In the same vein, another graffito warned that the landlord was a drunkard who over-diluted his wine: ‘he drinks the wine and serves water to his customers’, it says. In another bar, graffiti suggest that the staff might be available for sexual encounters: ‘Acria sold herself for 4 asses’, says one scrawl while Prima Donna (‘First Lady’), despite her name, could only command 1.5 asses. To get an idea of what these figures meant, the price list in a third Pompeiian bar said ‘good wine at 1 ass, better for 2 and Falernian [the best] for 4 asses’.

Cacator beware

Toilet scrawls record the names of people who have made use of the facilities, including one servant whose name – Martha – suggests she might have been a member of Pompeii’s Jewish community, while another graffito in the well-appointed latrine of the House of the Gem records that Apollinaris Medicus Titus Imp Hic Cacavit Bene (‘Apollinaris, Doctor to Emperor Titus, had a good s**t here’).

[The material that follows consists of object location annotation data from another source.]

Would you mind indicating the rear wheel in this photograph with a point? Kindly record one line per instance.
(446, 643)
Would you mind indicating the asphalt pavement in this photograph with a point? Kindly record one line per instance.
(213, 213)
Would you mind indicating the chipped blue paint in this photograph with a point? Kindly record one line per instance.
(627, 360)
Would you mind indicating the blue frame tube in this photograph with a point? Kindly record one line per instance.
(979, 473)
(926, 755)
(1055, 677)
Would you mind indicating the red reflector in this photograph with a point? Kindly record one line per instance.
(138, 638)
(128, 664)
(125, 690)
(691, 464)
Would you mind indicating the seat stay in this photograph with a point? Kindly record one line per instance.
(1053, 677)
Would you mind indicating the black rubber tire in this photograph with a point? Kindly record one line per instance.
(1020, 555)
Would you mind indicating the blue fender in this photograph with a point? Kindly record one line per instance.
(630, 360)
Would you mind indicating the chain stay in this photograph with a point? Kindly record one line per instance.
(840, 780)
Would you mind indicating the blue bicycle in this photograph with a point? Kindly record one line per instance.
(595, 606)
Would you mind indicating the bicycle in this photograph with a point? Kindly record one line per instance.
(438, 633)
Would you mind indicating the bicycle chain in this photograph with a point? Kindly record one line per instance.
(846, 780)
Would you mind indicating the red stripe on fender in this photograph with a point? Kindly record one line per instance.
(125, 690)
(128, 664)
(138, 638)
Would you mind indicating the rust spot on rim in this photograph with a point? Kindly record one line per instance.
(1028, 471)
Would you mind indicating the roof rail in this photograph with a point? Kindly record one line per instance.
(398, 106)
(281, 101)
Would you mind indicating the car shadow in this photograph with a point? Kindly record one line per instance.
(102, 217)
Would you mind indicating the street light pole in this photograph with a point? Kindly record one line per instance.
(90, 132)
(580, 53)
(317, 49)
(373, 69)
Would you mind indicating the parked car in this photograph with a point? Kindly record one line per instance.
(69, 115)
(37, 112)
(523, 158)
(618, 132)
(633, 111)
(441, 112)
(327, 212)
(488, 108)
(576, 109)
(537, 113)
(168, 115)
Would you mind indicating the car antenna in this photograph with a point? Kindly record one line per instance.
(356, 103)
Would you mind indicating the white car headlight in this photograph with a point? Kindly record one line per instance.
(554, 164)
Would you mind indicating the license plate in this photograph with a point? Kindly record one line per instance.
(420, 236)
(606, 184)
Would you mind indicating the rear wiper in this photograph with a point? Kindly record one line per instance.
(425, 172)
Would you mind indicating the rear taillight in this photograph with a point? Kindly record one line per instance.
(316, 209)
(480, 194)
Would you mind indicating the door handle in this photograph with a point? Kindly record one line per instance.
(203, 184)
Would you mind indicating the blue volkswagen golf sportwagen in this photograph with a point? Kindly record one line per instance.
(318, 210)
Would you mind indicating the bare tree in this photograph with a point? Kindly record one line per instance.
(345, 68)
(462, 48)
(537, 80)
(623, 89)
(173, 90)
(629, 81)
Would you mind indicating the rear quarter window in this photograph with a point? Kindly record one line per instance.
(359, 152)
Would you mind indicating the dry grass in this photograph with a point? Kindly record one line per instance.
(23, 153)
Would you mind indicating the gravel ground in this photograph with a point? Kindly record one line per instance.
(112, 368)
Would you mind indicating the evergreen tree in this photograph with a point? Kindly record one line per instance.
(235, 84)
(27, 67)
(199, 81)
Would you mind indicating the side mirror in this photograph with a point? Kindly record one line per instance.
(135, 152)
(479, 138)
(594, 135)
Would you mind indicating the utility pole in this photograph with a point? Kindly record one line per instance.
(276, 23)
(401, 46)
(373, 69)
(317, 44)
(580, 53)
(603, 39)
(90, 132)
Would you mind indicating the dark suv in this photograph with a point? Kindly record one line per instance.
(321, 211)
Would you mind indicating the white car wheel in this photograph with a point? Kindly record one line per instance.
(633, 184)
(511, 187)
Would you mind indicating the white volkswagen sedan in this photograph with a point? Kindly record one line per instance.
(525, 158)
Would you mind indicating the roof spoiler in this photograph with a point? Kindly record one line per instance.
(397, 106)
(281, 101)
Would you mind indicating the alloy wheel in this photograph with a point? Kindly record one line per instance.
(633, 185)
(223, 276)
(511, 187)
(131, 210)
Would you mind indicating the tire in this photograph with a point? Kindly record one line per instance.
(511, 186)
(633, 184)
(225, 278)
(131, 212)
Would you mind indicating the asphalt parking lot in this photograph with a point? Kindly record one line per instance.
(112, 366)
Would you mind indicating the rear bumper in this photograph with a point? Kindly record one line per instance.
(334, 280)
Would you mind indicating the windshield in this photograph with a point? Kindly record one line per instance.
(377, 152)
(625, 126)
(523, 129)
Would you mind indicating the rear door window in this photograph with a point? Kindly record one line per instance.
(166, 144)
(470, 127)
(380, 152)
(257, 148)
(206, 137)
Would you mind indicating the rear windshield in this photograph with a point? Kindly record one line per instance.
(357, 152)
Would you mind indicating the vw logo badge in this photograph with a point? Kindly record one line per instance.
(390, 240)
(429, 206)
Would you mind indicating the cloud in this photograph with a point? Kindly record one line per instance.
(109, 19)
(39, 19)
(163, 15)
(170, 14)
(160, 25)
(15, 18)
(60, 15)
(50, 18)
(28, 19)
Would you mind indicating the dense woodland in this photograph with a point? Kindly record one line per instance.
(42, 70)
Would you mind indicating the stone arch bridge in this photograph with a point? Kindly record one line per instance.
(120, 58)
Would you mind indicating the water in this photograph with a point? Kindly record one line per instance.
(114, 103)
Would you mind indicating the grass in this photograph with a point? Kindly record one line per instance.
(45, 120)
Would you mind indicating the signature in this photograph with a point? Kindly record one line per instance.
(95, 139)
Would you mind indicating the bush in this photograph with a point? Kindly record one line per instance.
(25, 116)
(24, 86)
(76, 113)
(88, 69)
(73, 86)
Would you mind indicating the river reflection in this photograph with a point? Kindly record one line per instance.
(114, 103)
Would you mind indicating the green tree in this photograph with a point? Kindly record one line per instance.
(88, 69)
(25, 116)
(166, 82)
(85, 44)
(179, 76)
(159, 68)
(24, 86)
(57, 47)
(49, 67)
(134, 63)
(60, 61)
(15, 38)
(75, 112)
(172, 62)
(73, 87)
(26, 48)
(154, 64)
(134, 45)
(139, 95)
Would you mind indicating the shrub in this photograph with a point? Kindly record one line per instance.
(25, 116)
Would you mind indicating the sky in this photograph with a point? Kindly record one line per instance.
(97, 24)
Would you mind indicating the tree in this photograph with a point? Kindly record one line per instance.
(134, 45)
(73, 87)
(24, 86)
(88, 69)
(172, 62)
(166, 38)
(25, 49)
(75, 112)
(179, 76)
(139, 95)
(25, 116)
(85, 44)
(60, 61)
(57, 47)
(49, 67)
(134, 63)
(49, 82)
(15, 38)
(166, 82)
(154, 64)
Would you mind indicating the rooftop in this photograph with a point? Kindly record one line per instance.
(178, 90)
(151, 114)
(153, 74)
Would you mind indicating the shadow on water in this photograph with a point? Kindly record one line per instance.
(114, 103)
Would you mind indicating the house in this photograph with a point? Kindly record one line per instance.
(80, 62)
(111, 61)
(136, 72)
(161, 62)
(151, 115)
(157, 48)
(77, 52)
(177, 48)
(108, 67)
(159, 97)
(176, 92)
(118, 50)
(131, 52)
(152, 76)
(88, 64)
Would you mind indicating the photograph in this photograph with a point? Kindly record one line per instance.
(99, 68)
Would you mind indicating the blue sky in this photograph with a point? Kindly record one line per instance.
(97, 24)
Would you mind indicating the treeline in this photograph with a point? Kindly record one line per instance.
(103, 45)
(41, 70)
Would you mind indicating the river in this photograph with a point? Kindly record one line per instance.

As a medical man, he no doubt appreciated the health benefits of regular and unforced bowel movements.

Elsewhere there is evidence that using the latrine was considered to be fraught with potential danger: a fresco from yet another Pompeiian tavern shows the goddess Fortuna standing guard over a squatting figure and the words Cacator Cave Malu[m] (‘S**tter beware the evil eye’), suggesting that whatever malign forces were out to get you, they will probably attack when you are at your most vulnerable.

Some graffiti record the completion of work tasks: Balneus Lavatur, says one (‘Bath cleaned’), and Exem[p]ta Stercora A[ssibus] XI says another (‘S**t from cesspit emptied for 11 asses’), while a third says ‘house gone through’, which is taken to be a sign that someone had salvaged (or looted) the house contents. For it is a myth that Pompeii remained untouched after the eruption: people returned to sift through the volcanic debris from Vesuvius once it had cooled, and anything portable and valuable was taken.

Frescoes, however, remained in situ, and the city’s most endearing example of ancient graffiti consists of a series of animals, probably made by children, gouged with a sharp point into the painted plaster in the House of the Cryptoporticus. Anyone whose child has ever used the walls of the house as a canvas for their juvenile artistic experiments can imagine what the parents must have felt when they discovered what their offspring had done to the new and expensive fresco in the best guest dining-room.